I wonder how your prolific queen goes with longevity, I thought they might burn out when very prolific?
It's the moving the top brood box and potentially loosing the queen that I don't like with more than one box to.

That would be great I'll get a vid or pics of them the next inspection for you, I'll have a look through your blog if you don't mind.
 
It was more having to buy extra brood boxs and the risk of loosing the queen when getying through them
So in fact nothing to do with what the bees require in any way shape or form. Also earlier you said they produce the same amount of honey. So how do they squeeze that in fewer boxes.
 
So in fact nothing to do with what the bees require in any way shape or form. Also earlier you said they produce the same amount of honey. So how do they squeeze that in fewer boxes.
Ofcorse its what the bees need, the BKA this post is about obviosly likes to keep bees that dont require more than one brood box. Instead of cherry picking read everything....... my new bees will most likley be on brood and a half when they build up as the very experienced bee keeper I got them from recomened they should.
I can see the benefit of only having one brood box, again if you read it all and not cherry pick I've stated I'm thinking of going to commercial or langstroth so the bees have more room and still be on just one brood box because I'd prefer that over brood and a half 🤔.
 
Ofcorse its what the bees need, the BKA this post is about obviosly likes to keep bees that dont require more than one brood box. Instead of cherry picking read everything....... my new bees will most likley be on brood and a half when they build up as the very experienced bee keeper I got them from recomened they should.
I can see the benefit of only having one brood box, again if you read it all and not cherry pick I've stated I'm thinking of going to commercial or langstroth so the bees have more room and still be on just one brood box because I'd prefer that over brood and a half 🤔.
Can I ask do you actually have bees?
 
I can see the benefit of only having one brood box,
Then go for Langs. I would in hindsight.
I lasted one season in nationals then eked them all out to 14x12
the BKA this post is about obviosly likes to keep bees that dont require more than one brood box.
No it's not. It's about keeping bees in ONE NATIONAL
 
Then go for Langs. I would in hindsight.
I lasted one season in nationals then eked them all out to 14x12

No it's not. It's about keeping bees in ONE NATIONAL
Yea I wasn't over keen on 14x14, do like the look of long lugs but extracting seems to be a nightmare if your using as a super to draw comb?
I've already bought 3 new full natinoal hives, extra suppers for them all and nuc boxs that's why I was tempted to go commercial over langstroth still can't decide 😬.
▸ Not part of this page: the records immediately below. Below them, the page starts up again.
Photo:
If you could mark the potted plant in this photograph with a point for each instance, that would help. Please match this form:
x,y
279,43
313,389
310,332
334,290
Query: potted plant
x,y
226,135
Sorry that's what I meant, the whole post was about single national brood and again I can see why they would stick to that for quite afew reasons, I to would love my bees to be less prolific and keep them on single natinoal brood but they are not and the very experienced beekeeper my new colony came from keeps all his on atleast brood and a half if I rememeber rightly and to me they are such good bees to handle and work with the trade off for them being a little more prolific than I'd like is well worth it.
The apiary in the post may have excellent none prolific bees and therfore cull prolific, even at lovley natured colonies because they simply don't need them.